The goal of this experiment is to check the effect of varying the size of the initial static window versus the update window The experiment setup follows loosely the description.
The goal of this experiment is to check the effect of varying the size of the initial static window versus the update window The experiment setup follows loosely the description
Our matrix was flattened to a vector which is used as input. The length of the vector is used to make the loss metric that is agnostic to the dimension of the matrix. The loss function used in the evaluation is Absolute Average Deviation (AAD) because it gives a tighter bound on the error in comparison to MSE or MAD. This is because we take the average of the residuals divided by the ground truth for every sample in our evaluation set. If the residual is close to zero, we contribute almost nothing to the measure. However, if the residual is large, we want to know the factor of how large in comparison to the ground truth. This behavior of scaling by the ground truth may explain why this metric tends to be conservative in regression analysis.
\(\begin{equation}
AAD = \sum_{i=1}^{n} \left| \frac{\hat{Y_i} - Y_i}{Y_i} \right|
\end{equation}\)
Where $\hat{Y_i}$ is the predicted value, $Y_i$ is ground truth, and $n$ is the length of the flattened matrix.

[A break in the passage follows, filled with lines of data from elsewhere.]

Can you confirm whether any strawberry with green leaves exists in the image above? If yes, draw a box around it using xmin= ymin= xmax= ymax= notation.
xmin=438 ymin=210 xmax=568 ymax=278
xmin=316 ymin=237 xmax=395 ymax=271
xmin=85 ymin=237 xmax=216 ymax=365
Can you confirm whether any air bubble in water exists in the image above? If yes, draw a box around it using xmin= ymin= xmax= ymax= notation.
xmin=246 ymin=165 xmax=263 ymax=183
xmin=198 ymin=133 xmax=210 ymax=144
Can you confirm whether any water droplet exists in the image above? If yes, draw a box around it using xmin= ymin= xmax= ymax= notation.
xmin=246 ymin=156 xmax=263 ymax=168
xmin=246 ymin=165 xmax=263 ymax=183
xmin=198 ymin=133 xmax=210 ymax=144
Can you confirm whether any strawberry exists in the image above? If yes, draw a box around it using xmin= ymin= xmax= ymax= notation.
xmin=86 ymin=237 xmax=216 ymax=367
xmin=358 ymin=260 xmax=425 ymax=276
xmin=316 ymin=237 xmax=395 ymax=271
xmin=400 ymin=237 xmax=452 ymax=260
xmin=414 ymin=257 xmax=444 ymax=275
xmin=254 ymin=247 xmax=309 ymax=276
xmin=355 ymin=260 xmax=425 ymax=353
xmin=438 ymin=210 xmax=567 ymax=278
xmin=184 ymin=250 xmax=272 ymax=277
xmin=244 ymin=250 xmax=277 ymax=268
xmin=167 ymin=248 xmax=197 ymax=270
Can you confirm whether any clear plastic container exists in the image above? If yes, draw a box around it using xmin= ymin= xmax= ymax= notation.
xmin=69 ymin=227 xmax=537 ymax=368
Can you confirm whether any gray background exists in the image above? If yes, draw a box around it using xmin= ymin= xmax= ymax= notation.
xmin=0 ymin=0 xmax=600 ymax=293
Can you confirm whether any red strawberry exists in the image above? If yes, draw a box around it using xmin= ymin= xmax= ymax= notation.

From our experiments, we can see that building your model with more data in the init (static) phase tends to lead to smaller errors in comparison to having smaller data in the init phase and using more of the data for an update. The observation matches our intuition because when you operate in an online mode, you tend to use smaller storage space, but there is a performance trade-off in comparison to batch mode.
The error at the beginning of our training is huge in both charts. This insight shows that rather than performing the expensive operation of converting a covariance matrix to have the property of positive definiteness, it is better to just use random matrices that are positive definite. More data would help us get to convergence as more data arrives.

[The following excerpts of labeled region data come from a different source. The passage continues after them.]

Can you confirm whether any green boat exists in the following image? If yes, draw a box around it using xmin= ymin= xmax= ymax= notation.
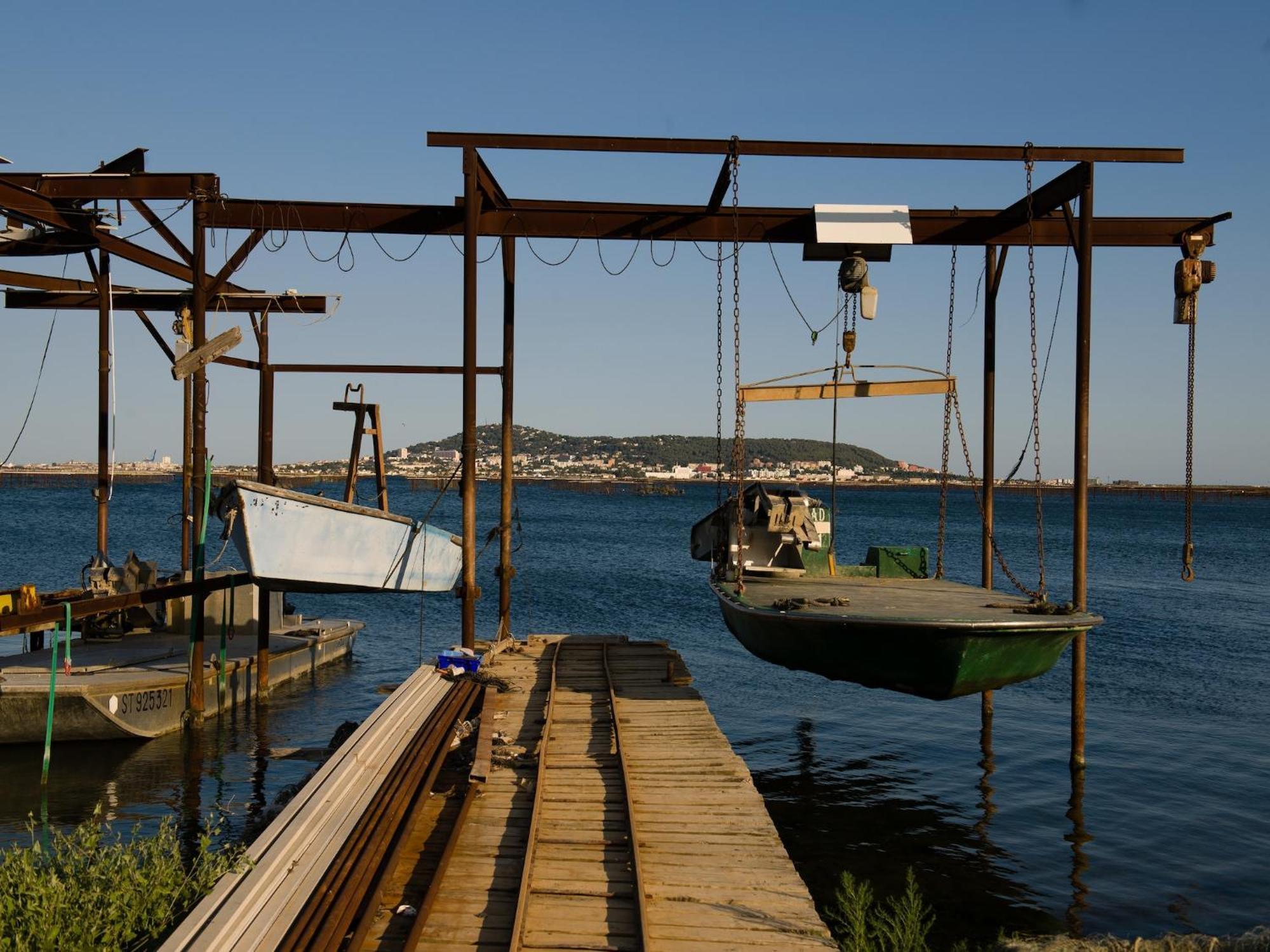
xmin=692 ymin=484 xmax=1102 ymax=701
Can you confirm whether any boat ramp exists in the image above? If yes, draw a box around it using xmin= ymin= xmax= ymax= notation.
xmin=164 ymin=636 xmax=836 ymax=952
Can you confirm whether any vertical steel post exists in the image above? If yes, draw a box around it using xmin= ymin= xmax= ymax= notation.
xmin=979 ymin=245 xmax=997 ymax=731
xmin=1071 ymin=162 xmax=1093 ymax=769
xmin=460 ymin=146 xmax=480 ymax=647
xmin=979 ymin=245 xmax=997 ymax=589
xmin=255 ymin=311 xmax=274 ymax=697
xmin=97 ymin=249 xmax=110 ymax=559
xmin=189 ymin=206 xmax=207 ymax=712
xmin=498 ymin=236 xmax=516 ymax=637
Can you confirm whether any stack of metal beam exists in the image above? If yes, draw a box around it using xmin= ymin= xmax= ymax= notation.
xmin=163 ymin=668 xmax=462 ymax=952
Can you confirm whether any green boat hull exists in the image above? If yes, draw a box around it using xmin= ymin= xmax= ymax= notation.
xmin=712 ymin=585 xmax=1091 ymax=701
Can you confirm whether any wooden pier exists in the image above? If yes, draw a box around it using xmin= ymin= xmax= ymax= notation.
xmin=165 ymin=636 xmax=836 ymax=952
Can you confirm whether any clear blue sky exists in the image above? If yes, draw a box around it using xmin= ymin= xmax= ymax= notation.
xmin=0 ymin=1 xmax=1270 ymax=482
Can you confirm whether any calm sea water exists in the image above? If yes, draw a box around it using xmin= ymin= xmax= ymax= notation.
xmin=0 ymin=480 xmax=1270 ymax=944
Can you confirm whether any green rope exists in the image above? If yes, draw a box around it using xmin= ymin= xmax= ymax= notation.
xmin=39 ymin=602 xmax=71 ymax=787
xmin=185 ymin=457 xmax=212 ymax=706
xmin=217 ymin=575 xmax=234 ymax=711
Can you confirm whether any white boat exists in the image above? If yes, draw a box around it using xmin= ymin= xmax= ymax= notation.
xmin=216 ymin=480 xmax=462 ymax=592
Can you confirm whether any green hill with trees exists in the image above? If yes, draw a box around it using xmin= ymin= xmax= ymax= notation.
xmin=406 ymin=423 xmax=895 ymax=472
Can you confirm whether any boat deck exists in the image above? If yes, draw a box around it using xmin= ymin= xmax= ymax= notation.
xmin=164 ymin=636 xmax=837 ymax=952
xmin=0 ymin=621 xmax=362 ymax=744
xmin=719 ymin=575 xmax=1102 ymax=631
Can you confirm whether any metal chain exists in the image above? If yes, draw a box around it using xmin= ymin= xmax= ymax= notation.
xmin=729 ymin=136 xmax=745 ymax=592
xmin=715 ymin=241 xmax=723 ymax=509
xmin=952 ymin=390 xmax=1045 ymax=602
xmin=1024 ymin=142 xmax=1045 ymax=600
xmin=935 ymin=242 xmax=956 ymax=579
xmin=1182 ymin=321 xmax=1196 ymax=581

There are many challenges with anomaly detection methods in modeling the normal behavior of the system. The abnormal behavior shows a deviation from what is the anticipated normal behavior of the system. Many anomaly detections are susceptible to adversarial attacks. In a supervised setting, getting labeled data can be expensive. The definition of noise can be ambiguous.

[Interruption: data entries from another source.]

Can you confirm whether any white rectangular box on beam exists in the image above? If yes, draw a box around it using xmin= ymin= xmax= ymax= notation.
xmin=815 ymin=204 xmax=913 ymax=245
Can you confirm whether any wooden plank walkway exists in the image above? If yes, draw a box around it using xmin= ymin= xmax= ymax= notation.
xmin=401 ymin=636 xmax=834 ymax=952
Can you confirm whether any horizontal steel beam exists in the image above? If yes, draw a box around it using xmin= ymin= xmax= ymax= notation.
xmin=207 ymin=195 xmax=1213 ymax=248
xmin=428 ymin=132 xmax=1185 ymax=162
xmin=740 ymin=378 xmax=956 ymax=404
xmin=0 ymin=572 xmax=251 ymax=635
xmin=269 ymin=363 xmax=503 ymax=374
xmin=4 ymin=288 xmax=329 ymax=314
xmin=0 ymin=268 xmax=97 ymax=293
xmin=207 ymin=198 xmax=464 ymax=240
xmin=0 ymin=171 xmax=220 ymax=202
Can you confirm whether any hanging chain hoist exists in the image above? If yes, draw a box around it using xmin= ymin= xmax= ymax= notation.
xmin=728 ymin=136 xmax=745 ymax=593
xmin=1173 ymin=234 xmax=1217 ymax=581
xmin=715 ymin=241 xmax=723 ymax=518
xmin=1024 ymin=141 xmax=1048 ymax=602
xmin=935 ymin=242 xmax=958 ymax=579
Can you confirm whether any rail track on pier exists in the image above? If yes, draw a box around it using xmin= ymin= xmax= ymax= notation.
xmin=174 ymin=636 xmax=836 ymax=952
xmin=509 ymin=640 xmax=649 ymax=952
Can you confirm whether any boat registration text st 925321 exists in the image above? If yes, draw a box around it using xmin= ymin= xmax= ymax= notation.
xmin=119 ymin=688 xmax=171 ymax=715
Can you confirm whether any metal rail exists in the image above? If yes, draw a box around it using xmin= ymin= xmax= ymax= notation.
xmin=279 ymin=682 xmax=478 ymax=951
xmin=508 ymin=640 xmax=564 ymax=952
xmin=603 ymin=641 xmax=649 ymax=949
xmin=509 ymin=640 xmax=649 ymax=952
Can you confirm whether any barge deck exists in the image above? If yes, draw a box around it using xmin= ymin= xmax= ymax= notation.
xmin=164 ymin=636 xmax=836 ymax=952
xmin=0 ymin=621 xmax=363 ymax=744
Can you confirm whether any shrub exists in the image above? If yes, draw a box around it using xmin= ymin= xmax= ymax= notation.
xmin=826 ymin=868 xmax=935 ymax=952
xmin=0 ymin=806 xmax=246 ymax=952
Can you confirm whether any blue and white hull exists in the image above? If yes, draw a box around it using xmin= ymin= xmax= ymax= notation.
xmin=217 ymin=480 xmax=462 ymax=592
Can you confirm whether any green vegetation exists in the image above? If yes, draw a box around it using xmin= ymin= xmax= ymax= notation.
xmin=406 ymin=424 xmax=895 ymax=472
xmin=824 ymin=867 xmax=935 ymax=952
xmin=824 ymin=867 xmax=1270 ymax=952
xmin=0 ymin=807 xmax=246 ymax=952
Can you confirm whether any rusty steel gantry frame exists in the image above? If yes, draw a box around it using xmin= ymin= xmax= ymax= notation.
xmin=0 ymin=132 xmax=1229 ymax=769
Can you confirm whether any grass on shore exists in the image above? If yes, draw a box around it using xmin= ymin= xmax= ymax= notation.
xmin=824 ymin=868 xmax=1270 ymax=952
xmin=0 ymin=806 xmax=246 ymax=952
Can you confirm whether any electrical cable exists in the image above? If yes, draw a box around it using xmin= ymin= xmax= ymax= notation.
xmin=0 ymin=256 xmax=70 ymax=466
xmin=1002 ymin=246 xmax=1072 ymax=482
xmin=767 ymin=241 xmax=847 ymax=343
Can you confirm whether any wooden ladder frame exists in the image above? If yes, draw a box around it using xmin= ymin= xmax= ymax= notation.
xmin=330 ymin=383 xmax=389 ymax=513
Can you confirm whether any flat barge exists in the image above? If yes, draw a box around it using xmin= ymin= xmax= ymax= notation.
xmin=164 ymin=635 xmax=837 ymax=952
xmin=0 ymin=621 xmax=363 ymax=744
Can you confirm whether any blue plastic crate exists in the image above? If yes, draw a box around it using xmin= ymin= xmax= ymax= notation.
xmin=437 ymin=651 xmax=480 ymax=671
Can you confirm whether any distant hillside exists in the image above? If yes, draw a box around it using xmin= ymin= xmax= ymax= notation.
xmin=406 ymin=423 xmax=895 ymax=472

The success of the experiments has given us the confidence that we would have similar characteristics to the univariate case described in the original paper concerning the enhancement to support the multivariate case.
There is no generic anomaly detection that works for every possible task. It has to be tuned for your purpose. The underlying assumption in this work is that the features that are used capture significant information about the underlying dynamic of the system. Future work can include extending the multivariate to be production-ready.